Eve et le désert
Elle erre, le désert s’étend vers l’est, sec, éternel, extrême. Le vent se lève, et elle, bergère en herbe, rentre prestement ses chèvres. Les bêtes bêlent et elle les presse. Elle entre et ferme. Les lèvres sèches, elle tremble et désespère, elle déteste ce genre de vent, ces tempêtes véhémentes. Elle prend le temps de se remettre, d’enlever le grès et le sel de ses vêtements, se sert le verre espéré et cherche ses bébés. Elle les prend, les berce, les serre tendrement. Le père les déserte et se repent de ses péchés en ce désert. Ses recherches zélées de clémence restent en déshérence. Elle, elle perd le sens de ces messes, elle préfère rester, élever ses chèvres et ses bébés replets, le reste est dément, écervelé. Espérer, c’est jeter des germes devers le désert. Elle se relève, repense, se remet en tête le déclenchement de cet enfer terrestre.

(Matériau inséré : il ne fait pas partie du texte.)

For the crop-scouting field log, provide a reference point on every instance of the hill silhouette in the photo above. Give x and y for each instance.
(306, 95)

Elle regrette tellement ses péchés, ses errements. Le serpent d’eden, ses verbes zélés, ses serments empressés et pervers, et elle, tentée, bernée, cède. Et de ses lèvres, de ses dents, elle se délecte de ce dessert de rêve. Le secret de ce péché s’évente et l’être éternel se présente, énervé, les éjecte d’eden et les enferme en ce désert. Terre de sel, herbe rèche, chèvres grèles et semences desséchées. Et les éléments effrénés, le vent en tête. C’est sévère, pense-t-elle, perplexe. Le fret des règles lésées, le revers des défenses excédées. L’éternel est tel le désert, ferme et entêté. Respect, révérence, messes et présents engendrent échecs et détresse. Être clément ? Les êtres célestes semblent préférer se venger vertement et lentement.
Elle en est l’exemple, elle, Eve, femme pécheresse, ses errements de genèse en legs, de femmes en femmes, éternellement. Femmes des temps présent, rejetez ce père éternel et ses légendes de péché, de ce ventre et de ce sexe est née cette belle espèce, femmes et mecs mêlés, êtres frêles et éphémères en recherche de berger.